同大では学生のキャリア支援の一環として、「教職コアチーム」と「公務員コアチーム」を設置。本年度は両チームとも約30人が所属し、国家試験合格を目指す。
教職コアチーム結成式では、黒澤毅学長が「教員になりたいという熱い気持ちを持ち続け、一生懸命頑張ってほしい。皆さんが教職を目指すことは大学にとっても誇り」と激励した。
学生を代表して決意表明した村山輝晟さんは「互いに支え合い、高め合う特別なチームの一員として切磋琢磨(せっさたくま)しながら学生生活を過ごしたい。教員採用試験合格に向けて学力を身に付け、教員としての資質と能力の向上を目指したい」と誓いの言葉を述べた。
新潟県出身の村山さんは「地元に貢献したいという思いが強い。地元の子どもたちを育てていきたい」と話す。現在は学校現場でのボランティア活動にも取り組んでおり、「授業補助や子どもたちと遊ぶ活動を通して、実際の現場をたくさん見ていきたい」と意気込みを見せた。
教職コアチームでは、通常授業とは別に教員採用試験対策を実施。学生同士で集まり学習する時間も設ける。村山さんは「一人だと途中でやめたくなる時もあるが、仲間がいることで頑張れる。みんなで一緒に教員を目指すことに意味がある」と話した。
キャリアセンター部長の樋口康之さんは「授業だけでは補い切れない部分をプラスアルファで学ぶ場として設けている」と説明する。同チームは2018年から始まり、今年で9年目。「以前は現役合格が難しかったが、現役で合格する学生が増えてきた。仲間同士で刺激し合い、高め合える環境づくりを目的としている」と話した。

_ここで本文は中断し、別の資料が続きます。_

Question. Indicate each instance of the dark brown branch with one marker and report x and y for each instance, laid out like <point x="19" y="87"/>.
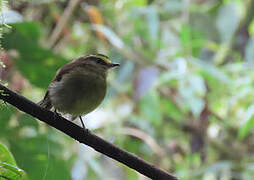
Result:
<point x="87" y="138"/>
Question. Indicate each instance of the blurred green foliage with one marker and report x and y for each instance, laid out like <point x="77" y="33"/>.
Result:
<point x="182" y="98"/>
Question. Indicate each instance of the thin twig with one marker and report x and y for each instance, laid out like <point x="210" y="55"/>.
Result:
<point x="63" y="20"/>
<point x="77" y="133"/>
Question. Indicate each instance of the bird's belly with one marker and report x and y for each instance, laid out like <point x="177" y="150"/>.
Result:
<point x="78" y="95"/>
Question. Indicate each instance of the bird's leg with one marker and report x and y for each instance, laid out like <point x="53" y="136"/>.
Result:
<point x="83" y="125"/>
<point x="55" y="111"/>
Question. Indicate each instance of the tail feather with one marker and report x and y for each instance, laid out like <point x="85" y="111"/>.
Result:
<point x="45" y="102"/>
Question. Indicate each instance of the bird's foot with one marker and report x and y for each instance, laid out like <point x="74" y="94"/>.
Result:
<point x="86" y="130"/>
<point x="56" y="113"/>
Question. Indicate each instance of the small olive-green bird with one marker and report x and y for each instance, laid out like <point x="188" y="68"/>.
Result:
<point x="79" y="86"/>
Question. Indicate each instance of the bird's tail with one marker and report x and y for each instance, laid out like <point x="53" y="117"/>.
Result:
<point x="45" y="102"/>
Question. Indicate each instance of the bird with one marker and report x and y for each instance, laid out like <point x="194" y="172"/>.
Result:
<point x="79" y="86"/>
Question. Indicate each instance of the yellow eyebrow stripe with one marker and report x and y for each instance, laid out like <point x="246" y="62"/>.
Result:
<point x="104" y="58"/>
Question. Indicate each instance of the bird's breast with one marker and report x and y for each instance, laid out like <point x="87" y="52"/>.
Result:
<point x="78" y="93"/>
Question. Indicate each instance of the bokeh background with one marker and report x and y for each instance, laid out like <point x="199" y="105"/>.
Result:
<point x="182" y="98"/>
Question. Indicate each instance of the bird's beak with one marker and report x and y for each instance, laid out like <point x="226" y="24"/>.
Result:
<point x="111" y="65"/>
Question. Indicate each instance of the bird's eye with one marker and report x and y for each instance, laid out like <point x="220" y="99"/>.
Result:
<point x="100" y="61"/>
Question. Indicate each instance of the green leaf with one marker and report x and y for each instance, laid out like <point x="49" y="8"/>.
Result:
<point x="228" y="20"/>
<point x="248" y="122"/>
<point x="37" y="64"/>
<point x="8" y="171"/>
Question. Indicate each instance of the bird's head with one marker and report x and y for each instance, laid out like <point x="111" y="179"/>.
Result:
<point x="99" y="61"/>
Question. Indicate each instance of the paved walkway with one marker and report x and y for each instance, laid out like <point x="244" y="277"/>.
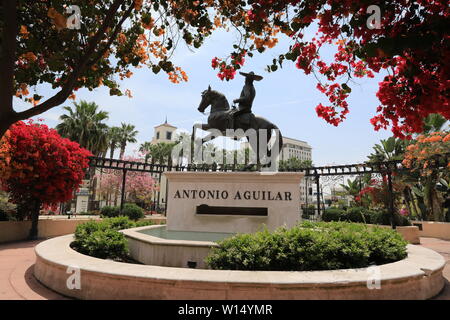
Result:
<point x="18" y="283"/>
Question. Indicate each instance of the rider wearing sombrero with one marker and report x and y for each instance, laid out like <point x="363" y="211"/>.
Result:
<point x="248" y="93"/>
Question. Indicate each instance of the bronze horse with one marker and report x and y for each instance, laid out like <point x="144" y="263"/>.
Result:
<point x="221" y="118"/>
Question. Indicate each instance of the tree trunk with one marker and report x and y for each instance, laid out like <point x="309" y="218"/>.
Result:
<point x="122" y="150"/>
<point x="33" y="235"/>
<point x="4" y="126"/>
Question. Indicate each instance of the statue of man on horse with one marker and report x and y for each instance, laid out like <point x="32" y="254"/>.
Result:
<point x="225" y="120"/>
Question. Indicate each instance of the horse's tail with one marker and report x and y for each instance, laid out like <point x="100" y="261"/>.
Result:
<point x="280" y="138"/>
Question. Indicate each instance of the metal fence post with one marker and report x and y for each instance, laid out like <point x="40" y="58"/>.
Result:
<point x="391" y="199"/>
<point x="122" y="197"/>
<point x="318" y="193"/>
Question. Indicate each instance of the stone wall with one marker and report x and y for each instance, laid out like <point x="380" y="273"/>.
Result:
<point x="11" y="231"/>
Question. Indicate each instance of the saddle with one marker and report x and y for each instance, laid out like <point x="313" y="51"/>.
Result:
<point x="241" y="121"/>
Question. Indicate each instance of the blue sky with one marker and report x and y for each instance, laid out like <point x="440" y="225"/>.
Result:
<point x="286" y="97"/>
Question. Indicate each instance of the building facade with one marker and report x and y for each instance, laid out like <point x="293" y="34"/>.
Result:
<point x="162" y="133"/>
<point x="293" y="148"/>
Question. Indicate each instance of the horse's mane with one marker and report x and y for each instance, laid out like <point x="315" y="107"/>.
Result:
<point x="217" y="94"/>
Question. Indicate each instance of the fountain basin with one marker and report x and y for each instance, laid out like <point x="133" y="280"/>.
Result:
<point x="155" y="245"/>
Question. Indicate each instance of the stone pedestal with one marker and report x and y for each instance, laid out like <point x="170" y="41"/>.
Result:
<point x="235" y="202"/>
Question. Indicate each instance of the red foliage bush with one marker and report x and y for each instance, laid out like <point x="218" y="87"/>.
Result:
<point x="40" y="164"/>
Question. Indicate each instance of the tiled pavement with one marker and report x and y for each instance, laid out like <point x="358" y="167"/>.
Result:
<point x="18" y="283"/>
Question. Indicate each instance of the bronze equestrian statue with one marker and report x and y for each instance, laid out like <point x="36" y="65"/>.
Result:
<point x="222" y="117"/>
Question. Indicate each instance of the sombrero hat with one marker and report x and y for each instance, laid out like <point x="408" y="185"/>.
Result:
<point x="251" y="75"/>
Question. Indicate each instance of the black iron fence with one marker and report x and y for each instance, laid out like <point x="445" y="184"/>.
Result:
<point x="318" y="177"/>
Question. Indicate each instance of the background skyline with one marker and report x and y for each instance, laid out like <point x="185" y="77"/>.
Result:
<point x="286" y="97"/>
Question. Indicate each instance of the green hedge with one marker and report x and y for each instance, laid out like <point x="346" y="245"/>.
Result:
<point x="131" y="210"/>
<point x="363" y="215"/>
<point x="101" y="239"/>
<point x="110" y="211"/>
<point x="309" y="246"/>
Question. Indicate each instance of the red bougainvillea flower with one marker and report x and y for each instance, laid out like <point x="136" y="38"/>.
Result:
<point x="41" y="164"/>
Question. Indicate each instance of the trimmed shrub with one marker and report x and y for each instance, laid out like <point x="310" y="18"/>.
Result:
<point x="105" y="244"/>
<point x="384" y="218"/>
<point x="4" y="216"/>
<point x="133" y="211"/>
<point x="309" y="246"/>
<point x="101" y="239"/>
<point x="110" y="211"/>
<point x="333" y="214"/>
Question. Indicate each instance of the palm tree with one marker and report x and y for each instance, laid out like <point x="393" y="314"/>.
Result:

翌13日には「公務員コアチーム」結成式も開かれ、第6期生33人が活動をスタートした。警察、消防、自衛隊などの公安職や行政職を目指す学生を対象に、試験対策講座や面接練習、合同説明会などを行う。
チームを代表して武田耀さんが「互いに支え合い、相互理解と相互協力を深めながら、公務員として良き未来を創造できるよう学びを深めたい」と宣誓した。
神奈川県鎌倉市出身の武田さんは「地域の政策や行政の恩恵を受けて育った経験から、今度は自分が地域に貢献したいと思った」と参加理由を話す。将来は市役所職員を志望しており、「物事を掘り下げて考える力を行政の仕事にも生かしたい。教育分野にも関心があり、これまで受けてきた支援への恩返しを行政の立場から実現したい」と意欲を見せた。